Cook On Concord: Another significant loss for New Hampshire

I voted for Malcolm McLane for governor of New Hampshire in 1972. That year, McLane, a Concord attorney and Executive Councilor, ran as an independent after Meldrim Thomson Jr. of Orford defeated incumbent Gov. Walter Peterson in the Republican primary. Many of us Peterson supporters could not bear the thought of his loss and probably helped Thomson get elected when we voted for McLane instead of Roger Crowley, the Democratic candidate.
Thomson went on to serve three terms, and McLane was recognized for his principled action.
That effort was typical of the guts and directness of Malcolm McLane who died on Feb. 2 at Kendall Retirement Community in Hanover.
McLane, son of the founder of the McLane Law Firm in Manchester and grandson of another New Hampshire governor, had a distinguished career as an attorney at Orr and Reno, a prominent Concord law firm.
However, there was much more to Malcolm McLane. He was a great athlete, having skied at Dartmouth College and continued to be involved in the sport throughout his life. He was one of the founders of Wildcat Ski Area. He was active in the New Hampshire Ski Museum’s founding and, with his wife, the late state Sen. Susan McLane, another active athlete, inspired his children and grandchildren to be active outdoors people and skiers themselves.
During World War II, he was a pilot who was shot down over Europe and detained in a prisoner of war camp before returning to the United States.
As a young lawyer in the 1970s, I got to know Malcolm McLane as a mentor, model and specialist in many areas of the law. He also was one of the examples of what an attorney should be and how professionals should act. His civic and professional involvement was typical of his contemporaries who were leaders of the bar at the time. The list of his service to educational institutions, arts institutions and various other groups is too long to list.
In his later years, Malcolm McLane was caring, strong and supportive in the process of Susan McLane’s passage into Alzheimer’s disease. A touching account of that ordeal is contained the book, “The Last Dance: Facing Alzheimer’s With Love and Laughter,” by his daughter, Ann McLane Kuster. Anyone who has not read the book should read it — it contains great insights into many events in the State of New Hampshire during Malcolm and Susan’s lives.
He graduated from St. Paul’s School and, after attending Dartmouth College, was a Rhodes Scholar, after which he graduated from Harvard Law School. Not a bad academic record!
The loss of Malcolm McLane, like the loss of his brother, John R. McLane Jr. several years ago, is a major loss for New Hampshire’s lawyers, the McLane family and the state at large.
As I write this, Barack Obama has just won his tenth straight Democratic primary (and the votes of Democratic voters living overseas), and it is becoming a real question as to whether his party will be able to deny him the nomination, notwithstanding superdelegates.
John McCain, on the other hand, is cruising to the Republican nomination in one of the most remarkable comebacks in the history of American primaries. Which Democrat would be a more attractive opponent for McCain is subject to a lot of conjecture but he will have a hard time against either, in this presumably Democratic year.
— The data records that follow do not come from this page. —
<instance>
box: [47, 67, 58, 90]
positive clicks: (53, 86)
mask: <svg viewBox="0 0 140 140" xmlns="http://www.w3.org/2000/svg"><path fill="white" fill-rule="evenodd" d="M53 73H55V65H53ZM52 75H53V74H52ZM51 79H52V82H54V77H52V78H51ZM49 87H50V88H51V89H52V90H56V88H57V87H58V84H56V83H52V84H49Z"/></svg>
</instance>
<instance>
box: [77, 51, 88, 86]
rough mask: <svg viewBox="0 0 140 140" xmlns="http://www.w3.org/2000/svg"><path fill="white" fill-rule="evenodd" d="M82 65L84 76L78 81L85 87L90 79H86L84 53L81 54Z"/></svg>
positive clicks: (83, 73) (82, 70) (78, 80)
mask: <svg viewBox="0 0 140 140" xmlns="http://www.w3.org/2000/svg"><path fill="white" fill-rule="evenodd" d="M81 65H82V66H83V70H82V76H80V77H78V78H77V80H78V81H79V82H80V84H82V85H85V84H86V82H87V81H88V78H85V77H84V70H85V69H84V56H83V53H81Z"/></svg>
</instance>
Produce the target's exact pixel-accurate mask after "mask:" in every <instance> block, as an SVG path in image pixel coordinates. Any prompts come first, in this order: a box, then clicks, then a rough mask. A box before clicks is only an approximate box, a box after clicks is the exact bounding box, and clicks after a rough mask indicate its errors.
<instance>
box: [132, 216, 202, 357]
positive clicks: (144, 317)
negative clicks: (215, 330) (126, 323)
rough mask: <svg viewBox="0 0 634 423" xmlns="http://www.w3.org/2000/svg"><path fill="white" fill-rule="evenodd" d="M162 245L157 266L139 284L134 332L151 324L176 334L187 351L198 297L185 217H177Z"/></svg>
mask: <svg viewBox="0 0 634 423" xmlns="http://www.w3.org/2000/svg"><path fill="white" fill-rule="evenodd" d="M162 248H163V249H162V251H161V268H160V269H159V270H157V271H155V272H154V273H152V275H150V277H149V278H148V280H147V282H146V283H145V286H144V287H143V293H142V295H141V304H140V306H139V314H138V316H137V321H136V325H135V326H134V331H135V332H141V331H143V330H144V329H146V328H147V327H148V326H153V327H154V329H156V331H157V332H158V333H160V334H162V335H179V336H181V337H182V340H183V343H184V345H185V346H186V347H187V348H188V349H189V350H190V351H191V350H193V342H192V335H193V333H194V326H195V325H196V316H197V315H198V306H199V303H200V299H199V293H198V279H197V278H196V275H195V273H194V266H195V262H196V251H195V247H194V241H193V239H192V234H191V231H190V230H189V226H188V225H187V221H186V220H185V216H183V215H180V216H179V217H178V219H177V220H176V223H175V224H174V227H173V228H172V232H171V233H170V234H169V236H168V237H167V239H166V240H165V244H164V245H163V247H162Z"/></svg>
The New York Times ran an article on February 21, 2008, that got a lot a play, but a careful reading of it did not seem to reveal anything that would threaten McCain. However, in a topsy-turvy political year, the unusual has become the normal.
In a stunning 19-5 vote, the New Hampshire Senate passed this year’s version of the constitutional amendment designed to allow targeted aid to public schools and thus end the stalemate presented by the New Hampshire Supreme Court’s Claremont decisions.
A different amendment passed the Senate in 2007, only to be defeated soundly in the House. This year’s amendment is more limited, is not designed to remove the courts from the process, and received bipartisan support in the Senate, from Governor Lynch and many business organizations. What the House does with it after it returns from its winter recess will be one of the most significant actions of the 2008 session.
Brad Cook is a partner in the Manchester law firm of Sheehan Phinney Bass + Green and heads its government relations and estate planning groups.